I need to do better next year.
These are not the words Kalle Rovanperä’s World Rally Championship rivals can afford to hear. But it’s exactly how world rallying’s new yardstick feels.
World champion by 50 points, claimed two rounds early after just turning 22, at first it’s nigh on impossible to believe that Rovanperä could possibly get any better than he now already is.
From as early as round three, the Toyota driver looked like a shoo-in for the world title. Confident on all surfaces, and all conditions, Rovanperä proved untouchable in the first year of the Rally1 hybrid era.
But no world champion ever rests on their laurels. Rovanperä has noticed where his weak spot this season was, and he’s keen to erase it when the scores reset in Monte Carlo in January.
“Usually always you have areas where you can improve but I think this year we have been quite consistent overall,” he told DirtFish.
“For me it’s more the thing that I always need to have the car really suitable for me, so maybe that’s one thing that I’m not always adapting, especially on Tarmac, in the best way,” he admitted.
“But yeah, when the car is working we have been also quite fast so that’s the main thing.”
It’s an interesting admission; one closely aligned with the struggles Rovanperä’s team-mate Elfyn Evans has been experiencing this year.
Evans has been quite vocal about how he’s been unable to extract the best from the GR Yaris Rally1, without the center diff that made the old Yaris WRC so tunable. Rovanperä has appeared to be above all of that.
However his asphalt form has definitely been weaker than his loose surface speed.
He did lead in Ypres but only for one stage where he got it wrong and barrel-rolled his Toyota. He was in the fight in Spain but never really looked to have the edge on team-mate Sébastien Ogier, and eventually had to give best to Hyundai’s Thierry Neuville too.

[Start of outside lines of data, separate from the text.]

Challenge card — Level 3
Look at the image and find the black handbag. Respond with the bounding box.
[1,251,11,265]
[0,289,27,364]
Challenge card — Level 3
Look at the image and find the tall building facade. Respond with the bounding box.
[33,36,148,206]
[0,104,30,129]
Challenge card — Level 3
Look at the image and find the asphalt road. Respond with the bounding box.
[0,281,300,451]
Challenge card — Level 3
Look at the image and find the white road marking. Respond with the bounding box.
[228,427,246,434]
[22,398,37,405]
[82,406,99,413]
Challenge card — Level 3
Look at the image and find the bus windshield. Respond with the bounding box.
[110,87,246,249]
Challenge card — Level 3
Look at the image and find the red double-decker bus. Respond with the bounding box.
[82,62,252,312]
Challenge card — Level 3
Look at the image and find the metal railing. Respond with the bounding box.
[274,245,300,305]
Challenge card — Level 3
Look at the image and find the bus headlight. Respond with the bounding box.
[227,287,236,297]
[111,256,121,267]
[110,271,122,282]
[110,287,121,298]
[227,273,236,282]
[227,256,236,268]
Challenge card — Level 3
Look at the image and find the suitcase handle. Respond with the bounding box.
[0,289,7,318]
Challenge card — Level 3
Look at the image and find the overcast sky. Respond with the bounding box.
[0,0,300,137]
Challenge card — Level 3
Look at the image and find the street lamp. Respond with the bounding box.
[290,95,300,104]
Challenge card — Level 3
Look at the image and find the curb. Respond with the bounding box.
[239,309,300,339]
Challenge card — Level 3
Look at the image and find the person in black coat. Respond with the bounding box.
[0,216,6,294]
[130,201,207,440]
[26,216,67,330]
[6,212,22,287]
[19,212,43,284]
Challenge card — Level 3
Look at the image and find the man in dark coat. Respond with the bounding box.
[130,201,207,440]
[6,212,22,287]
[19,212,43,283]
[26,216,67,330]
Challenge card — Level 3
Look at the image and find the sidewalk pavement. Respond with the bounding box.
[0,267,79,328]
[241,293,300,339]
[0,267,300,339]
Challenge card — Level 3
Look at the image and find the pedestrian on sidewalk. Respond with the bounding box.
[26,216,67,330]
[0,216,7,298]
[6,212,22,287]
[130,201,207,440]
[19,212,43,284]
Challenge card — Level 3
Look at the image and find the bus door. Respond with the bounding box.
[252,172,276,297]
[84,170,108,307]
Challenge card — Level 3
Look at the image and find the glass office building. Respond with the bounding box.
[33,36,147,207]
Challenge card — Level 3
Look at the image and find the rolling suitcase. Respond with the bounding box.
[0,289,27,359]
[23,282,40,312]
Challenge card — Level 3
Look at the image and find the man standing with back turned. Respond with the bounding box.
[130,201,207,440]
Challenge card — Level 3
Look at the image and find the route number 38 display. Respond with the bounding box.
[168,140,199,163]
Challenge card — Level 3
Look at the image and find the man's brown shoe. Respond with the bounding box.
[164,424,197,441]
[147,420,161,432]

And in Japan, yes he was on the coattails of Evans and Neuville after the first full day but he never really seemed like a winner on pace alone. Then of course he ran into a rockface and his rally unravelled.
Even in Croatia, where Rovanperä monstered Ott Tänak on the powerstage, the grip and surface was perhaps more akin to gravel than it was Tarmac.

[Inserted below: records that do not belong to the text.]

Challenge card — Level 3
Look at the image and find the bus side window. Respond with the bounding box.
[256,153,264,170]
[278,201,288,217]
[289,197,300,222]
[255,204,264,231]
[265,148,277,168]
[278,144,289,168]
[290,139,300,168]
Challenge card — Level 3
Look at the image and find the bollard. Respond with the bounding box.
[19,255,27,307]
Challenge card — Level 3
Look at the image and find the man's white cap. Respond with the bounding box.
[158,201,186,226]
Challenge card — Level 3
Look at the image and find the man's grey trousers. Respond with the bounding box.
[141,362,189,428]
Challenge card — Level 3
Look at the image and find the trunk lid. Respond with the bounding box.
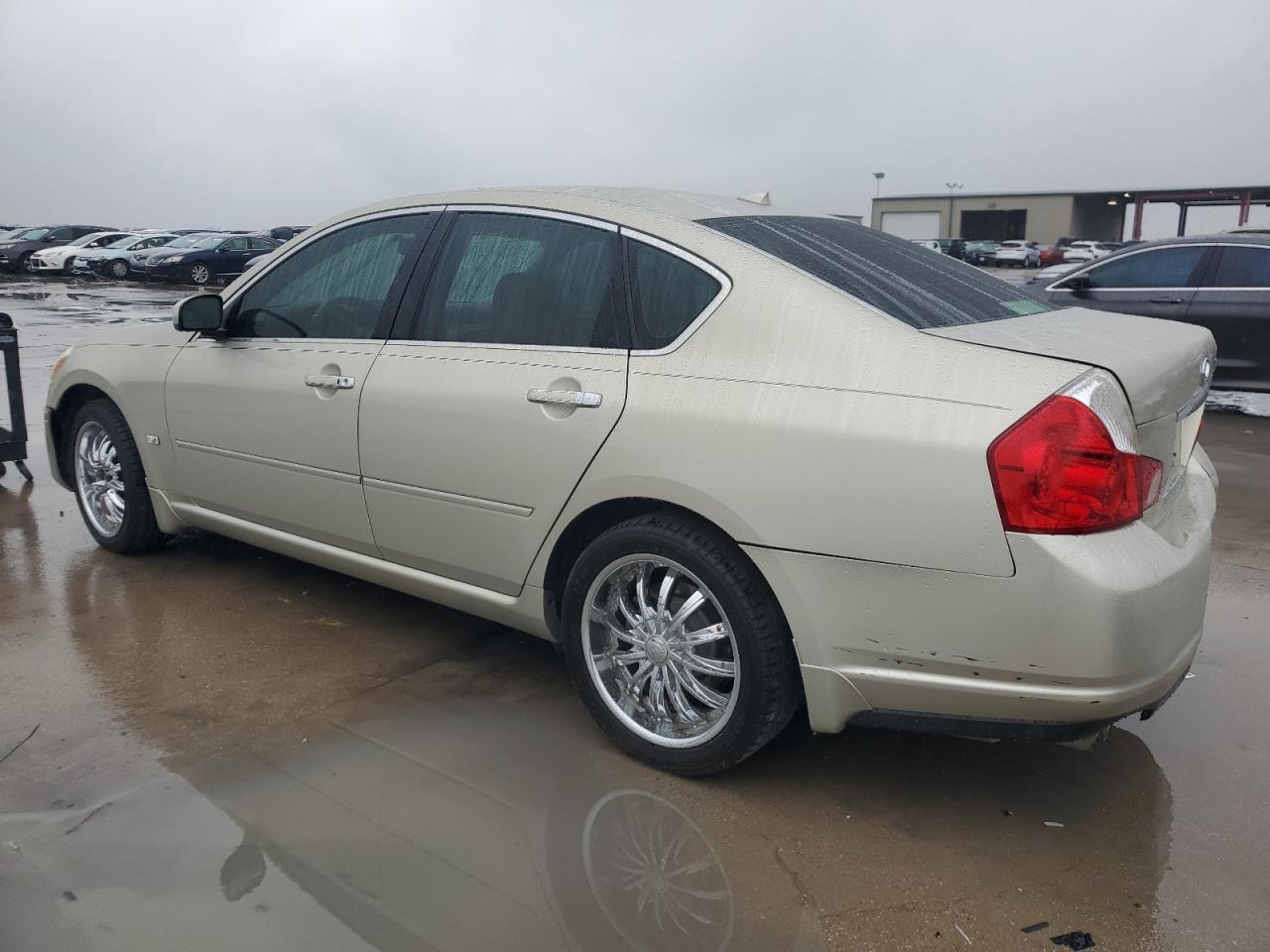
[924,307,1216,484]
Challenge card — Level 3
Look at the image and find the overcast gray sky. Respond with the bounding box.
[0,0,1270,227]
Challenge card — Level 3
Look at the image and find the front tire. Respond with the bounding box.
[64,400,168,553]
[563,513,802,775]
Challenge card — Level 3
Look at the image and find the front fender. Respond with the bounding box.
[45,344,181,489]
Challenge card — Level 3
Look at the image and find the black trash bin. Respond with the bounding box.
[0,313,31,481]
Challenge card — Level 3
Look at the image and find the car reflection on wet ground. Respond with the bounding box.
[0,271,1270,952]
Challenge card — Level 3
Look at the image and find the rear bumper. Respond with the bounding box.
[747,448,1216,734]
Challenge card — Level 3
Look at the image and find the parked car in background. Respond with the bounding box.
[268,225,309,241]
[45,187,1216,774]
[1028,262,1082,287]
[28,231,128,274]
[144,234,278,285]
[128,230,217,278]
[1063,241,1115,262]
[992,241,1040,268]
[0,225,110,272]
[71,231,176,278]
[965,241,1001,264]
[1042,234,1270,391]
[1039,245,1063,268]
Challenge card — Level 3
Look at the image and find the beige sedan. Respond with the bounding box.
[46,189,1215,774]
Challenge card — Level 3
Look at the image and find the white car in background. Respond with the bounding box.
[993,241,1040,268]
[1028,262,1080,287]
[72,231,179,278]
[31,231,128,274]
[1063,241,1115,262]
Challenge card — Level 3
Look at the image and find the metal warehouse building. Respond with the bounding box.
[871,185,1270,244]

Of course, it’s all relative. Rovanperä’s speed on asphalt was still absolutely at the races this year, so it may seem almost irrelevant for him to pick it out. Particularly when next year there’s one fewer Tarmac rally on the calendar.
But welcome to the mindset of a top level rally driver. Nothing is perfect unless they’ve scored every single point available throughout the whole season. And even then it might not be good enough.
Rovanperä has so many years ahead of him that the rate he could potentially improve is, quite frankly, frightening.